Hi all,
I have a question regarding CNV analysis (new CNVkit user). I am analyzing tumor samples from whole exome sequencing using CNVkit (v 0.9.3). I followed the workflow from the CNV tutorial:
- First, I run the 'batch' command on all my normal samples to generate a pooled reference (n = 50 normal samples).
- Next, using the pool reference I call copy number information from my tumor samples (n > 700 tumor samples).
- Then, I run the 'metrics' command to evaluate quality of samples, inspect the coverages and remove tumor samples that had extremely high segmentation (all looked ok).
Note, I am using a pooled normal as a reference, since my samples don't have a matched normal control.
I was able to generate the scatter plot from the 'call' command output using the default parameters (attached). As you can see the scatter plot is very noisy. Also, for you reference, I tried increasing the bin size in the 'batch' command to see if this could help in reducing the noise, but this didn't make any difference in the level of the noise.
My question is do you have any suggestion for dealing with noisy samples such as this?

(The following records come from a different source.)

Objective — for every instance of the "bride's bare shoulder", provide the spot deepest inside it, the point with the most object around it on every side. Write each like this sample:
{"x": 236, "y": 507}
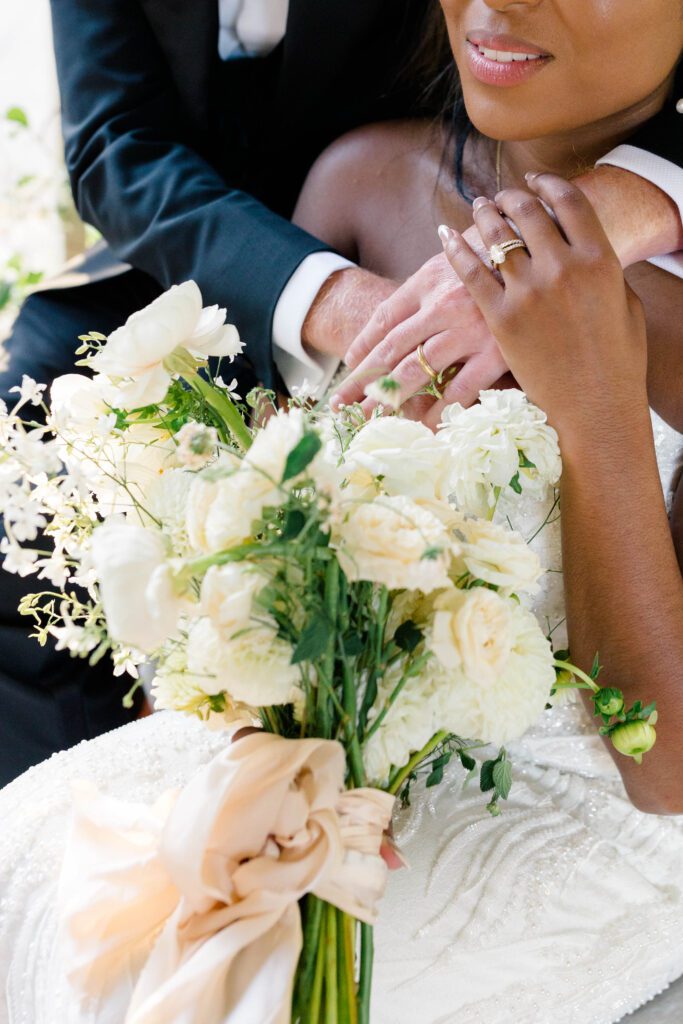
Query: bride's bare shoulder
{"x": 368, "y": 175}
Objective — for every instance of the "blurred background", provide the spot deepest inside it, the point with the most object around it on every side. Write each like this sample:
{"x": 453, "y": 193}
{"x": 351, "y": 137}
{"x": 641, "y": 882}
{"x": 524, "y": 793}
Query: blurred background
{"x": 39, "y": 228}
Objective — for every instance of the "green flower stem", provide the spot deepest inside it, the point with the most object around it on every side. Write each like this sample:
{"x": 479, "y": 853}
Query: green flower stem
{"x": 308, "y": 961}
{"x": 331, "y": 1003}
{"x": 223, "y": 407}
{"x": 416, "y": 666}
{"x": 365, "y": 987}
{"x": 567, "y": 667}
{"x": 400, "y": 776}
{"x": 312, "y": 1010}
{"x": 345, "y": 992}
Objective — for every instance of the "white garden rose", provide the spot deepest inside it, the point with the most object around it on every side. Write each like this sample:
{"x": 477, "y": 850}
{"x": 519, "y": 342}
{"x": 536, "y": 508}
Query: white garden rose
{"x": 272, "y": 444}
{"x": 496, "y": 554}
{"x": 227, "y": 595}
{"x": 135, "y": 355}
{"x": 140, "y": 600}
{"x": 504, "y": 709}
{"x": 393, "y": 541}
{"x": 253, "y": 668}
{"x": 404, "y": 454}
{"x": 485, "y": 443}
{"x": 471, "y": 630}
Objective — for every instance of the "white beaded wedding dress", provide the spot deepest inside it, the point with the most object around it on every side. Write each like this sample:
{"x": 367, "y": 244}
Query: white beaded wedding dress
{"x": 566, "y": 908}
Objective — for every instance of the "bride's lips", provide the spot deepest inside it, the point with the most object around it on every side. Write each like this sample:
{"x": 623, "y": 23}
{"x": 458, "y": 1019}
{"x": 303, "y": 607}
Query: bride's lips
{"x": 504, "y": 60}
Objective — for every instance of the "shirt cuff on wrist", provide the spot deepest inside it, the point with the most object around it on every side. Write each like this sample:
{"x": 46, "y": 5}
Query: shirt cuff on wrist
{"x": 299, "y": 366}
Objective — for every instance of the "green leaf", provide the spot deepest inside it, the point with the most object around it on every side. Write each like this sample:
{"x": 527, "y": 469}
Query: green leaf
{"x": 408, "y": 636}
{"x": 515, "y": 484}
{"x": 486, "y": 780}
{"x": 502, "y": 774}
{"x": 313, "y": 640}
{"x": 301, "y": 456}
{"x": 18, "y": 116}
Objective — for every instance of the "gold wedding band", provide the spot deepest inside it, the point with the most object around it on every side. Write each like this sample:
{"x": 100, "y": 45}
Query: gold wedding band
{"x": 426, "y": 366}
{"x": 499, "y": 252}
{"x": 435, "y": 379}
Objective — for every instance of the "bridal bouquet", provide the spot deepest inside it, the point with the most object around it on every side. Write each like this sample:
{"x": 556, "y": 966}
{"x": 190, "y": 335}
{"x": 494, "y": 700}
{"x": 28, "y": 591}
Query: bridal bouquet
{"x": 341, "y": 585}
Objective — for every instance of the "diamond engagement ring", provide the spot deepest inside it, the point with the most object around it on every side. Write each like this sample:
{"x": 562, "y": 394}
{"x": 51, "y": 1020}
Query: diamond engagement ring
{"x": 499, "y": 253}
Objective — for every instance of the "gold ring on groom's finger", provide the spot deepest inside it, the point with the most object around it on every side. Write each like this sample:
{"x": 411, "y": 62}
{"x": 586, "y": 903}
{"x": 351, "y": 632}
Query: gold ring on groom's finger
{"x": 426, "y": 366}
{"x": 499, "y": 252}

Many thanks for your help in advance! Regards Fil ![Scatter plot from 'call' output (default parmaters)][1]
Dear Eric,
Did you had a chance to check the performance of CNVkit with pooled tumor samples? We have targeted, hybrid capture, sequencing data and have no normal samples. I'm wondering which of the following setups, in principal, should be preferred:
1) Calling CNVs with no control samples (a flat reference).
2) Calling CNVs with pool of tumor samples, that were prepared by the same library preparation method and sequenced together, which will use as a control.
I understand the advantage of using "panel of tumors", specially help to deal with the large variation of depth in the different targets and to reduce batch effects. However, the main drawback is that we will miss real CNAs since they appear in the tumor samples.
many thanks!
Probably 2, unless there are highly recurrent CNAs in your cohort. I would try it both ways and compare the results.